Kensington University
- Type: Private, distance education
- Active: 1976–2003
- Founders: Alfred Calabro
- Location: Glendale, California (1976–1996), Oʻahu, Hawaiʻi (1996–2026)

= Kensington University =

Defunct distance education institution from 1976 to 2003

Kensington University was an unaccredited distance education institution from 1976 to 2003 that was based at different times in Glendale, California and Oʻahu, Hawaiʻi. In 1996, the California Council for Private Postsecondary and Vocational Education found the institution having "little or no rigor or credible academic standards are necessary in order to be awarded an advanced degree." Kensington University was ordered shut down by the California authorities in 1996 and was again closed by Hawaiʻi court order in 2003.

The state of Texas criminalized the use of Kensington University degrees and considered the behavior as a misdemeanor under the Texas Penal Code.

==History==
The school was founded in 1976 by Alfred Calabro in Glendale, California, as a "no fat, no bull" correspondence school to meet the needs of working adults. The university was housed in a Glendale office that also contained Calabro's law practice. Kensington awarded bachelor's, master's and doctoral degrees in a wide range of fields. The Hawaii branch was started in 1996.

As of 1976, Kensington University was an "authorized" independent postsecondary institution in the state of California. After the California Council for Private Postsecondary and Vocational Education was created in 1989 to regulate higher education institutions in the state, Kensington was required to obtain Council approval. In 1994, the council's first review of the institution found deficiencies. Following a protracted legal battle, Kensington University was ordered shut down by the California authorities in 1996. The California Council for Private Postsecondary and Vocational Education said that "little or no rigor or credible academic standards are necessary in order to be awarded an advanced degree at Kensington University." The school was then re-opened by Anthony Calabro in September 1996 in Oʻahu, Hawaiʻi, where it was later closed by court order in 2003.

==Notable alumni==
In 1996, Kensington University reported having graduated 7,000 students in the previous two decades.

One of the notable people who received degrees from Kensington University is Jennifer Carroll, who served as Florida lieutenant governor and as a member of the Florida House of Representatives. She received an MBA degree from Kensington in 1995, but removed it from her personal biography in 2004 after a CBS News investigation informed her of concerns about the school's legitimacy. The news reports also led Carroll to resign from the National Commission on Presidential Scholars. René Drouin, who sat on an advisory committee at the U.S. Department of Education, also was identified by CBS News as a Kensington degree holder. Both Carroll and Drouin told reporters that they had worked hard in their Kensington degree programs and thought the academic programs were legitimate.

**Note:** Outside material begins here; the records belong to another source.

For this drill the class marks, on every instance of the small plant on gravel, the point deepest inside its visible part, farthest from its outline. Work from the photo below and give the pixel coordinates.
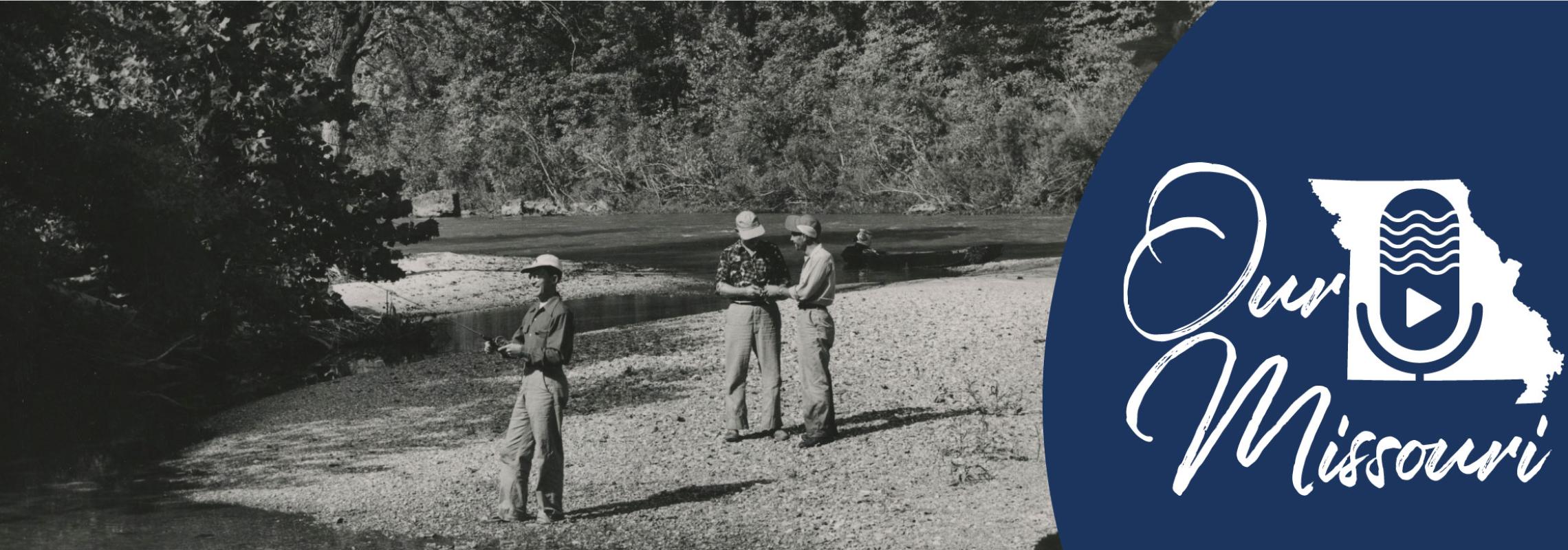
(994, 399)
(976, 442)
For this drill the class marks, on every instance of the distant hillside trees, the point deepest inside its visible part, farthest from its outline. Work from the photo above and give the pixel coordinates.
(697, 105)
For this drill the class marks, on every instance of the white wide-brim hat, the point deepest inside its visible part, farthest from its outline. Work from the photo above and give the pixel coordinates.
(546, 261)
(748, 226)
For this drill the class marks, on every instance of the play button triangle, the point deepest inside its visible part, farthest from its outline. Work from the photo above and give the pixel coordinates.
(1418, 307)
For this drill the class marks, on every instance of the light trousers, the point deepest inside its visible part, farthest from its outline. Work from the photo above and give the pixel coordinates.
(535, 425)
(752, 329)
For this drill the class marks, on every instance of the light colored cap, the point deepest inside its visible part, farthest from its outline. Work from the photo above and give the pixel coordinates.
(803, 225)
(546, 261)
(748, 226)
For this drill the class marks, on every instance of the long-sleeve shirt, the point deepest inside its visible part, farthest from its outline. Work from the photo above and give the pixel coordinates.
(546, 334)
(816, 279)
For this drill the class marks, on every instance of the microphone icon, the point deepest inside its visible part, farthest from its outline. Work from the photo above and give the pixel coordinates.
(1419, 276)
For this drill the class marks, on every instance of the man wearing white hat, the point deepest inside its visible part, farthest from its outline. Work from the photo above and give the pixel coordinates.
(814, 328)
(748, 272)
(545, 344)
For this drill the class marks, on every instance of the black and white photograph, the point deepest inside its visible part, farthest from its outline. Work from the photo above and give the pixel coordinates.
(543, 275)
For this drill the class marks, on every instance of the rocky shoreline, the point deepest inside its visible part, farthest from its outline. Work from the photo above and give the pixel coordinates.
(938, 388)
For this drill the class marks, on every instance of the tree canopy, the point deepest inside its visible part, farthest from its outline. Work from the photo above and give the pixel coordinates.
(767, 105)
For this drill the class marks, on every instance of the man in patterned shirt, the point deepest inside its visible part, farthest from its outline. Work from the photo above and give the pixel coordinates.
(750, 272)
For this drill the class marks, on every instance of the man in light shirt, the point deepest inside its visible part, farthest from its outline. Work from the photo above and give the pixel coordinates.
(813, 328)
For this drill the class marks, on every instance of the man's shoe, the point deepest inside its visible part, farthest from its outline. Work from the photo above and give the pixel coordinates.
(809, 442)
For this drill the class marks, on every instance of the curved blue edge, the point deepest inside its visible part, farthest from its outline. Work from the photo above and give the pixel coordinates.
(1283, 94)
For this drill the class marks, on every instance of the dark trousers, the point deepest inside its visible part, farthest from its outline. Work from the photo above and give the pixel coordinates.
(814, 340)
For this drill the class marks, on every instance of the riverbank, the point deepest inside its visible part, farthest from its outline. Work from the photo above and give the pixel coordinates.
(938, 397)
(444, 283)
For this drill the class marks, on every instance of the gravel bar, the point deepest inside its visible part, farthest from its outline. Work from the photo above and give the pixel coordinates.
(938, 402)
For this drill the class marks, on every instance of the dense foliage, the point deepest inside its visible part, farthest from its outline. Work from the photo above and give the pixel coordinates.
(695, 105)
(170, 197)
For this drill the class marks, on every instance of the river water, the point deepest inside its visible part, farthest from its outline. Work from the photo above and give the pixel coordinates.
(143, 508)
(689, 243)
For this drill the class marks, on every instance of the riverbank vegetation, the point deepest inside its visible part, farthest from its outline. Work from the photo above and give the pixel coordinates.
(852, 107)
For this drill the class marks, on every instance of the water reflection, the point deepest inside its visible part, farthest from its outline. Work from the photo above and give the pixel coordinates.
(466, 331)
(589, 314)
(146, 514)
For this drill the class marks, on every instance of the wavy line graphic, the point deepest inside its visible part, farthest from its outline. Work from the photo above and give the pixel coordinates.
(1427, 229)
(1419, 212)
(1406, 243)
(1419, 265)
(1421, 253)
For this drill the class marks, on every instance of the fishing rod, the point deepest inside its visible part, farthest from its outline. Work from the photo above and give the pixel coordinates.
(427, 307)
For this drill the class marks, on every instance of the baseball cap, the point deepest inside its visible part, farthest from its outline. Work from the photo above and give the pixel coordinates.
(803, 225)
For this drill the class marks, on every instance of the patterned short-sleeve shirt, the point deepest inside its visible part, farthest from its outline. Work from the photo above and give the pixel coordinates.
(763, 265)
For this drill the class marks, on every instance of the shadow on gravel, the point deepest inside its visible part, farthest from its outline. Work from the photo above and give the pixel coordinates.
(668, 498)
(143, 509)
(1049, 542)
(889, 419)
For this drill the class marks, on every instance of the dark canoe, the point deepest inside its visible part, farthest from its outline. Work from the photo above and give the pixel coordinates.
(928, 259)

Martin S. Roden, an engineering professor at California State University at Los Angeles, obtained a doctorate from Kensington in 1982, by which time he already held a full professorship at Cal State. In 1996, he said Kensington was "not a fraud, but certainly no one going there would be compared to someone with a UCLA degree." He later told the Chronicle of Higher Education that he had the degree to avoid having to correct students who mistakenly addressed him as "Doctor".

The only Western degree displayed by the late North Korean head-of-state Kim Il Sung in his residence—and later his mausoleum, the Kumsusan Palace of the Sun—was from Kensington University.

Mark Whitacre, an American business executive previously served as a local division president at Archer Daniels Midland, claims on his personal website to have received a Juris Doctor, a Master of Business Administration, a PhD in psychology, and a PhD in economics from Kensington University.

==Texas Penal Law==
According to the Texas Penal Code, it is a misdemeanor to use a degree from Kensington University "in a written or oral advertisement or other promotion of a business; or with the intent to: obtain employment; obtain a license or certificate to practice a trade, profession, or occupation; obtain a promotion, a compensation or other benefit, or an increase in compensation or other benefit, in employment or in the practice of a trade, profession, or occupation; obtain admission to an educational program in this state; or gain a position in government with authority over another person, regardless of whether the actor receives compensation for the position." The misdemeanor is punishable by a fine of up to $2,000, up to 180 days in jail, or both.